Des incertitudes considérables demeurent quant au devenir du secteur bancaire russe. La profonde récession intérieure devrait accroître les créances douteuses. Durant la crise de 1998, ces dernières ont atteint un pic à 15% du total des actifs, alors que les provisions passées à ce jour ne couvrent que 3,9%. L’injection de capital supplémentaire pourrait donc s’avérer nécessaire. Les plus grosses banques publiques semblent détenir assez de liquidités et ont un accès facile aux finances publiques. Néanmoins, la menace de faillite pesant sur les petites institutions financières (la Russie compte plus de 1000 banques) reste conséquente. De telles faillites pourraient aisément entraîner un cercle vicieux de perte de confiance, de paniques bancaires et d’assèchement des liquidités, comme en 2003 et 2008.

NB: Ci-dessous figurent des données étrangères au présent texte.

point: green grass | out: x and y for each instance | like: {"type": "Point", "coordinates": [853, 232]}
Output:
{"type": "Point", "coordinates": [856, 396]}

Le pays sortira de la crise avec ses réserves pratiquement épuisées par le sauvetage des banques et la couverture des coûts sociaux de la récession (2010 verra aussi l’Etat russe revenir sur les marchés avec une émission de dettes estimée autour de 58 mds USD sur trois ans). Dans l’intervalle, rien n’a été accompli pour diversifier l’économie ou s’atteler aux problèmes profonds qui pèsent sur le potentiel de croissance de la nation : modestes accumulations de capital, croissance démographique défavorable, inefficacité des institutions corruption, faible capacité d’innovation dans les secteurs non rentiers.

Conclusions

La Russie traverse sa plus profonde récession depuis dix ans. Grâce à un environnement mondial plus favorable et aux programmes de stimulation mis sur place par les autorités une reprise modeste se profile pour le 2S09. Cependant, 2010 devrait se révéler tout aussi difficile que 2009. Une nouvelle vague de créances douteuses devraient encore frapper les banques, et exiger de l’Etat des injections supplémentaires de liquidité. La stabilité budgétaire deviendra problématique (à moins d’une forte hausse du prix du pétrole) dès l’année prochaine, une fois que les fonds de réserve seront en grande partie épuisés.

Même si l’amélioration des perspectives de court terme a provoqué une nette appréciation des actifs russes, rien ne prouve que l’économie arrive à justifier sur le long terme les attentes actuelles. En effet, de nombreuses contraintes structurelles demeurent. Pour la première fois depuis plusieurs années, l’Etat pourrait se retrouver en position nette de débiteur par rapport au reste du monde, ce qui représentera un revirement majeur. En conséquence, des pressions devraient continuer à peser sur la valorisation du risque souverain.